Gleichzeitig sind alle Reporter, mit denen ich gesprochen habe, besorgt über die schwindenden Mittel in der Journalismusbranche und das Überleben einzelner Medien. „Die Honorare für Reportagen in der Ukraine sind nicht besonders groß. Und jetzt schrumpfen sie sogar noch mehr. Ich denke, die größte Sorge ist, wie schnell sich der Medienmarkt in der Ukraine erholen und auf das Niveau vor der Pandemie zurückkehren wird“, sagte Stas.

Mstyslav wies auf die Gefahren der Umstellung zu Online-Events hin. Reporter könnten bei diesen Veranstaltungen nicht physisch anwesend sein und auch nicht mit Regierungsvertretern interagieren – und sie daher nicht zur Rechenschaft ziehen. „Online-Events sind bequemer und die Medien können Geld sparen.

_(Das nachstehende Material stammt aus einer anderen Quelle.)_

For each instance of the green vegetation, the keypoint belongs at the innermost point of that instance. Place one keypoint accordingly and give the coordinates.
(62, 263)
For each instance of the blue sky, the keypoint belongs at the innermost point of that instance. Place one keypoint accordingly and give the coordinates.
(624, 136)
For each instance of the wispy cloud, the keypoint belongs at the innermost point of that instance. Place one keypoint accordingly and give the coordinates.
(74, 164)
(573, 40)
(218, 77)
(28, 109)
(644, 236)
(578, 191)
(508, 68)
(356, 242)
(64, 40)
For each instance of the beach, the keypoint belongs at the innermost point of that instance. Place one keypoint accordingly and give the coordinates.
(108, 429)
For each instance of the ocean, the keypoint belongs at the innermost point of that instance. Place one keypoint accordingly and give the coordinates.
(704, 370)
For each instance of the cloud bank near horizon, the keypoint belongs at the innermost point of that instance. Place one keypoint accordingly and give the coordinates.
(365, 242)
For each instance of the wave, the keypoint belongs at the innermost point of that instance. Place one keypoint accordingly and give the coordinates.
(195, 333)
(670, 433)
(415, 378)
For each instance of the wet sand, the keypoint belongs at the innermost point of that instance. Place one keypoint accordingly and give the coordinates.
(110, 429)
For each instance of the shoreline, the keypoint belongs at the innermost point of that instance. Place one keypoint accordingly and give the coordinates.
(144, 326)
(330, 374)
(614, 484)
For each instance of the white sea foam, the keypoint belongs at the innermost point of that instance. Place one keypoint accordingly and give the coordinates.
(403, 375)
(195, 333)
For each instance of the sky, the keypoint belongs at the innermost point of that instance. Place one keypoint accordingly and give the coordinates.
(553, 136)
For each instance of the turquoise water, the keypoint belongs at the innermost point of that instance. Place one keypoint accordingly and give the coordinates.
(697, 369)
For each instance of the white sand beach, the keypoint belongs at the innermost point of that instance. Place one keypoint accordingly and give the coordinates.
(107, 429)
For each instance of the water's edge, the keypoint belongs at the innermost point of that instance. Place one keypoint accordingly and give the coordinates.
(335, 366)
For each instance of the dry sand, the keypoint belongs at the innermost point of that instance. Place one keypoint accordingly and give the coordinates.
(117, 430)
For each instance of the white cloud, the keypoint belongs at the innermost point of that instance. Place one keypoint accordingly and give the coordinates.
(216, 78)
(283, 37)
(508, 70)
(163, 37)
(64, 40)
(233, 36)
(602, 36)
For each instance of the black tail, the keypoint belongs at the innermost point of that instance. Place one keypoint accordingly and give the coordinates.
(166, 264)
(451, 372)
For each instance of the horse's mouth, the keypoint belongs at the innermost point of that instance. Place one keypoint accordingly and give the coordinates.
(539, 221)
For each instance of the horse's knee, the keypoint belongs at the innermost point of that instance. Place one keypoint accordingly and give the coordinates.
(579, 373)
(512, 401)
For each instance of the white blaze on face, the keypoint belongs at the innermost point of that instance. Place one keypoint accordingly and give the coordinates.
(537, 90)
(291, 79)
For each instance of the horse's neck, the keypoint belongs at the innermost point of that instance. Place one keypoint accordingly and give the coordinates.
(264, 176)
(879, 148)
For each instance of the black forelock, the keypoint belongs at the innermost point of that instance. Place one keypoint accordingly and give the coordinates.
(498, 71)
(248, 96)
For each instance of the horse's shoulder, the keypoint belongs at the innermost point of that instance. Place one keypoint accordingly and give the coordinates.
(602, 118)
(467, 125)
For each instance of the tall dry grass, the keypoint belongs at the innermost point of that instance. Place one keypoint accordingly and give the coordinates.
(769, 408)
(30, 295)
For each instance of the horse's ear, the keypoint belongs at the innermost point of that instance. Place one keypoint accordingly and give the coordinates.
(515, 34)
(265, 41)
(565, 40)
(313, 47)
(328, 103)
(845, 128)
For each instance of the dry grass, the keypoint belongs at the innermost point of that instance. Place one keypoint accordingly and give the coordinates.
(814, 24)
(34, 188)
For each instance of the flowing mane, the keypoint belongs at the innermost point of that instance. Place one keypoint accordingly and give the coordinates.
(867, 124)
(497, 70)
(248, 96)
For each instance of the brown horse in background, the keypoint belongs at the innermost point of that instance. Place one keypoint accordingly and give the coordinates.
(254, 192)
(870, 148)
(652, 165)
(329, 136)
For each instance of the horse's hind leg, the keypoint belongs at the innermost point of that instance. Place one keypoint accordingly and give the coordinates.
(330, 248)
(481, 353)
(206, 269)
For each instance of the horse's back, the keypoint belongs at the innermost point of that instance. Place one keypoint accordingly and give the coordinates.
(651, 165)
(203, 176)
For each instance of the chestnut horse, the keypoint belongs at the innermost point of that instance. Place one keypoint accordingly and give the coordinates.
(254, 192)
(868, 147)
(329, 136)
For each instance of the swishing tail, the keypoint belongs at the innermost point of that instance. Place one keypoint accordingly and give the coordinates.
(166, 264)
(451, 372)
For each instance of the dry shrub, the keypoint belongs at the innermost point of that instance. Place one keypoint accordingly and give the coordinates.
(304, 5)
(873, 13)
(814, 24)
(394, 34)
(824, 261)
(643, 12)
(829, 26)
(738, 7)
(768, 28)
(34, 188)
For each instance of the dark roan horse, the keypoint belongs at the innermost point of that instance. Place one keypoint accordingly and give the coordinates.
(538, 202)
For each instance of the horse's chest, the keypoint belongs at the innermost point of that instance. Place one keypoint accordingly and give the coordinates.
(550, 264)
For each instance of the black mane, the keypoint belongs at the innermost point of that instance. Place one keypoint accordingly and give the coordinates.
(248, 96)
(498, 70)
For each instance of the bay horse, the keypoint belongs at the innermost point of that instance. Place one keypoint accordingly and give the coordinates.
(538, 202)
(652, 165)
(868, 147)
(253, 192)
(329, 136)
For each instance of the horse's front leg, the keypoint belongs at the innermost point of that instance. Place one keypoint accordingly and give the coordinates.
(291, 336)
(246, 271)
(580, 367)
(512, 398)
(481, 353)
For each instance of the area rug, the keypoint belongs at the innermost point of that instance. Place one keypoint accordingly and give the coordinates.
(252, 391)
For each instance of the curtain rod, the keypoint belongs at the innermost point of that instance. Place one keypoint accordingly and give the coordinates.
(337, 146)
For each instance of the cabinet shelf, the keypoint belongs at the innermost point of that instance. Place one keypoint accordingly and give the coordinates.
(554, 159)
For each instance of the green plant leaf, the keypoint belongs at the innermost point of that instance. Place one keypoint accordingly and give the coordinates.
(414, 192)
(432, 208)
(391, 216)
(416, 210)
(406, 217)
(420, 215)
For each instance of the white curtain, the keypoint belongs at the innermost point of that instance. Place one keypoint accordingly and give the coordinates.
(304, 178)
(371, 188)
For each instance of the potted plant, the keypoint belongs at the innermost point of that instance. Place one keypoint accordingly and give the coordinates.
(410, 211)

Aber es schadet der Berichterstattung“, sagte er.

Die Reporter sprachen auch die Risiken für Freiberufler an. Aufgrund des Lockdowns verlieren freie Journalistinnen und Journalisten ihre Möglichkeit, für die Arbeit zu reisen. Außerdem zögern große Medienunternehmen und Agenturen, die Verantwortung für die Sicherheit von freien Mitarbeitern zu übernehmen, die an riskanten Projekten arbeiten.

Mstyslav ist besorgt, dass er mit persönlichen Projekten an finanzielle Grenzen stoßen wird, da sie selten Einkommen generieren. „Die gute Sache ist, dass es viele Fonds gibt, die Reportern helfen, wie Rory Peak und National Geographics“, sagt er, „aber es ist definitiv nicht genug.“

 

Dieser Beitrag wurde zuerst auf der ukrainischen EJO-Seite veröffentlicht. Übersetzt aus dem Englischen von Roman Winkelhahn.